Roberto Roggero - Dopo una esclusione durata 12 anni, a causa della guerra civile, la Siria è di nuovo Paese membro della Lega degli Stati Arabi, avvenimento sancito con la partecipazione del presidente Bashar Al Assad al recente vertice tenuto a Jeddah, in Arabia Saudita, accolto ufficialmente dal principe ereditario, S.A. Mohammed bin Salman.

Si apre quindi un nuovo scenario nel mondo arabo, con segnali più che evidenti, in particolare il riavvicinamento fra Riyadh e Teheran, al quale sta facendo seguito un processo di riavvicinamento fra diversi Stati del Golfo e Paesi arabi che in precedenza avevano raffreddato i rapporti diplomatici, in primis i principali membri della stessa Lega Araba, ovvero Egitto, Arabia Saudita e Qatar.
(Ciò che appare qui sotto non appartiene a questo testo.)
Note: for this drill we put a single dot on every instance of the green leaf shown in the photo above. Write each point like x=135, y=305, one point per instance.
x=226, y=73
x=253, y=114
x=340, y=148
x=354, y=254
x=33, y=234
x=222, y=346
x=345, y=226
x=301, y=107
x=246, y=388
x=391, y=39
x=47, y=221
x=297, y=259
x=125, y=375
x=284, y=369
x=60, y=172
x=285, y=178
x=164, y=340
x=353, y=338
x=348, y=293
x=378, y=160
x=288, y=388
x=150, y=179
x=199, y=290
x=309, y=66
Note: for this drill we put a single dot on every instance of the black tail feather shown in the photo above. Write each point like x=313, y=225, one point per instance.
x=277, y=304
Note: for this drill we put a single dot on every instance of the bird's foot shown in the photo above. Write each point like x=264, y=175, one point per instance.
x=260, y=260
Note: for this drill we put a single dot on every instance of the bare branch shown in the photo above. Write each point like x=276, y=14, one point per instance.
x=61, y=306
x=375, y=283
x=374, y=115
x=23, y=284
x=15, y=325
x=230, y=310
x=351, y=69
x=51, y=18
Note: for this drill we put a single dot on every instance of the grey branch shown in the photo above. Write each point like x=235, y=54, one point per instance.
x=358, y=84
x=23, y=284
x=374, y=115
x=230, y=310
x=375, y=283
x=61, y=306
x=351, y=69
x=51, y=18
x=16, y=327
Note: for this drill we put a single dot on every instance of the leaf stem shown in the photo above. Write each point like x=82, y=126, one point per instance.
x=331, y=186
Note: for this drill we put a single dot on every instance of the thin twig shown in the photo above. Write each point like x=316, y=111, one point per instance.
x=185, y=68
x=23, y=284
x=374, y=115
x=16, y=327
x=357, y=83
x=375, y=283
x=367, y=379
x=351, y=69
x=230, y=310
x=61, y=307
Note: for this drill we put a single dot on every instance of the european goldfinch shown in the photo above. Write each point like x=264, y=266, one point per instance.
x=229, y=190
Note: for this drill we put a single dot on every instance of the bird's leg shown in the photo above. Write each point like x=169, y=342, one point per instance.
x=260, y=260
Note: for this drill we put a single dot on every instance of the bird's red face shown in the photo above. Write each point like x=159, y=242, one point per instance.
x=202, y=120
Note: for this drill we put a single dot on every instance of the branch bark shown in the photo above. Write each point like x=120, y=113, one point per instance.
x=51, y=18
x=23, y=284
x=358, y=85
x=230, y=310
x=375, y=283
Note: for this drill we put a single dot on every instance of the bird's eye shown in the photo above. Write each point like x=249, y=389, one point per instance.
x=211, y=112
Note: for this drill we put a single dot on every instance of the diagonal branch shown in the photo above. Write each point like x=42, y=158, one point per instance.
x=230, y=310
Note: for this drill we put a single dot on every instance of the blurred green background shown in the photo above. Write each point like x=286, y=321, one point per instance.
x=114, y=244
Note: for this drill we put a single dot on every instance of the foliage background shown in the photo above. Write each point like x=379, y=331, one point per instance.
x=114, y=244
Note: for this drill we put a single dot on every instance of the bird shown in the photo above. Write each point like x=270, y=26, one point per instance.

Il ministro degli Esteri siriano, Faisal Mekdad, a partire dall’incontro fra il principe saudita e il presidente Assad, ha esposto il programma di massima che costituisce il fulcro delle nuove relazioni fra Damasco e il Regno d’Arabia. L’obiettivo condiviso è un rapporto che renda sempre più saldo il blocco arabo rispetto alle ingerenze occidentali, creando un fronte stabile che possa contrastare i troppo invasivi interessi terzi, per il quale è necessario un riavvicinamento anche con Paesi del Golfo che con la Siria non hanno mai avuto profonde simpatie, in particolare il Qatar, che tuttavia non ha posto alcun veto sulla riammissione di Damasco, e questo è un segno decisamente positivo. Per quanto riguarda l’Egitto, il ministro Mekdad ha esposto l’intenzione del proprio governo di ripristinare completamente i rapporti diplomatici, ma ha anche fatto presente che non sono questioni che si risolvono da oggi a domani, e che richiedono il tempo necessario, poiché le questioni bilaterali da risolvere sono estremamente delicate. Certo è che per creare quel fronte unico, è necessaria la unanime coesione. I presidenti egiziano e siriano hanno avuto un lungo colloquio telefonico, il cui argomento prevalente è stato comunque la situazione della popolazione siriana colpita dal terremoto del 6 febbraio scorso, ideale base per un processo di riavvicinamento. Mekdad ha dichiarato: “Siamo di fronte a una situazione promettente in termini di approfondimento delle relazioni fra Paesi arabi, tenendo conto delle condizioni peculiari di ciascun Paese”. Mekdad ha poi fatto riferimento alle sanzioni imposte alla Siria, definite misure coercitive unilaterali imposte dagli Stati Uniti, contrarie al diritto internazionale, facendo presente che la presenza americana in Siria ha tutt’altro scopo che il contrasto al terrorismo, anzi, prova evidente che lo stesso fondamentalismo è strumentalizzato da Washington come pretesto per mantenere e sviluppare gli interessi americano nell’area. Altra questione, per la quale Mekdad accusa i Paesi occidentali, è il rientro dei profughi siriani.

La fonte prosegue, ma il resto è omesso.